Bulgaria's Tsvetanov Might Be Jailed in Days over SnoopingCrime | June 3, 2013, Monday // 09:30| views
The Deputy Chairman the GERB party, GERB MP, and former Bulgarian Interior Minister, Tsvetan Tsvetanov, photo by BGNES
The investigation in the unauthorized mass wiretapping in Bulgaria could lead to the arrest of the Deputy Chairman the GERB party, GERB MP, and former Interior Minister, Tsvetan Tsvetanov.
The Bulgarian Pressa (Press) daily writes Monday that Tsvetanov could end up being held behind bars or under house arrest in just days, in case the investigation proves he has been issuing verbal orders to policemen to spy on a number of people in breaching the law, as three of these policemen have testified.
Last Thursday, Bulgarian Chief Prosecutor Sotir Tsatsarov formally requested that Tsvetanov be stripped of his immunity as lawmaker.
Tsatsarov did not ask for an arrest, but stressed the detention measure will be decided on by the leading prosecutor in the case. If the prosecution gathers enough evidence to ground the arrest, it must be given the green light by the Parliament.
The probe is at stalemate as Tsvetanov is yet to give up his immunity as Member of the Parliament, despite him reiterating on several occasions he was ready to do so.
On Friday, the leader of the formerly-ruling center-right Citizens for European Development of Bulgaria party, GERB, and former Prime Minister, Boyko Borisov, said Tsvetanov will be voluntarily stripped of immunity after June 4 as until then he will be on a planned and scheduled earlier trip to Brussels.
Tsvetanov faces charges of failing to exercise proper control over the use of special surveillance devices during his term in office.
The former Interior Minister may be jailed for up to 8 years if proven guilty.
The final charges against him depend on expert reports in the examination of seized wiretapping equipment and of the minivans used for the spying, along with the level of success in the attempt to restore deleted illegal recordings.
The Bulgarian Pressa (Press) daily further writes that if the former Minister continues to weasel about the immunity, he could be banned from leaving the country.
The Bulgarian Watergate scandal unfurled at the end of March when Sergey Stanishev, leader of the Bulgarian Socialist Party (BSP), submitted a tipoff to Tsatsarov about alleged illegal wiretapping of politicians, businesspeople and magistrates which had taken place during the rule of Borisov's GERB party (2009-2013).
Borisov was also questioned by the prosecution.
Three out of the four senior policemen, who were charged in the scandal with unauthorized spying, told the investigators they acted on Tsvetanov's verbal orders.
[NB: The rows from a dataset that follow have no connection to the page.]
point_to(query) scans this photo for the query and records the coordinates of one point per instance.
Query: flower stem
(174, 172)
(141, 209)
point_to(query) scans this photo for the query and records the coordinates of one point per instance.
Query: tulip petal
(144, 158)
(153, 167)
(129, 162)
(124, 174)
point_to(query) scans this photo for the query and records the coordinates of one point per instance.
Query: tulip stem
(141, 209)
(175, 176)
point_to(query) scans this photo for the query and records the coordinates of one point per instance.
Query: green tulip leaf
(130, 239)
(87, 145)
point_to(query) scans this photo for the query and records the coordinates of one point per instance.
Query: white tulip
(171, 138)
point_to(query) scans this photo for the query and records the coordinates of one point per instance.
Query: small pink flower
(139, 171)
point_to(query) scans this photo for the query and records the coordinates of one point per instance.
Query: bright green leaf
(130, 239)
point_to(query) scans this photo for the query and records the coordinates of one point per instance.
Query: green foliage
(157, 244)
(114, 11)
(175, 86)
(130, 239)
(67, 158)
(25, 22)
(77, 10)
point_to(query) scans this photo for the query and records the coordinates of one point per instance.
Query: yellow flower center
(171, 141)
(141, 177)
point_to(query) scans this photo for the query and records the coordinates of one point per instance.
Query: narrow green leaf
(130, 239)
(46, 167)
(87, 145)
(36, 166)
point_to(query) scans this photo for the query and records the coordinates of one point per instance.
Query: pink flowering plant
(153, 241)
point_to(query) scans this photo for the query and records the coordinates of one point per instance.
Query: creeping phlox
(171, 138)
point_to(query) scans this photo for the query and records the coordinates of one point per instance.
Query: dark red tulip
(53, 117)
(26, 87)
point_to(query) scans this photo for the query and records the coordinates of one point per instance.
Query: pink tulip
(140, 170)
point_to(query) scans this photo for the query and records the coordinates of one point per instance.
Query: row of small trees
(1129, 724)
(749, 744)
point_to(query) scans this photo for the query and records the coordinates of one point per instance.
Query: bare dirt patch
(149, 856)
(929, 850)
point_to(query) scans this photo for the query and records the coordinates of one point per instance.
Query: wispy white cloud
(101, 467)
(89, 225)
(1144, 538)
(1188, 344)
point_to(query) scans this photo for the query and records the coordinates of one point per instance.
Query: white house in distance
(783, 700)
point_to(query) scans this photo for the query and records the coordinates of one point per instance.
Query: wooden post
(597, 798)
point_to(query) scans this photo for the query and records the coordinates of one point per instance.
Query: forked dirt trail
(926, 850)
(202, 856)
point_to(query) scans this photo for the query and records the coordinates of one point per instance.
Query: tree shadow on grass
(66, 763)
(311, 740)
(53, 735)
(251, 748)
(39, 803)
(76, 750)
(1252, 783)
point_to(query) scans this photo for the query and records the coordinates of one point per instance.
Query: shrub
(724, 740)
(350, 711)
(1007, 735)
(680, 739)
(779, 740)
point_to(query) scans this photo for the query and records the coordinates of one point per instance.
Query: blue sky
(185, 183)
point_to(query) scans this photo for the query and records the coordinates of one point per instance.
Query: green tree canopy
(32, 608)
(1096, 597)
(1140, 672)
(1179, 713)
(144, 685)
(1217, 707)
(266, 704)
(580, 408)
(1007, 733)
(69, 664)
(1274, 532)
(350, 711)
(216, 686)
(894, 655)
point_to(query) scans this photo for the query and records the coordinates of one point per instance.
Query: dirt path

The admission made the latter the main instigator of the illegal wiretapping.
The cases against three former directors of the Specialized Directorate Technical Operations of the Interior Ministry (SDOTO), Sergey Katsarov, Kamen Kostov and Tsvetan Ivanov, and one Kostov's subordinate - Radko Dimitrov - are now frozen temporarily until the issue with the former Interior Minister's immunity is resolved.
Meanwhile, unconfirmed reports emerged that the former Interior Minister has hired a high-profile German lawyer to defend him.
Tsvetanov has refused to reveal the lawyer's name to the local Standard daily. The paper has described the former Interior Minister's attorney as a "prominent German security expert."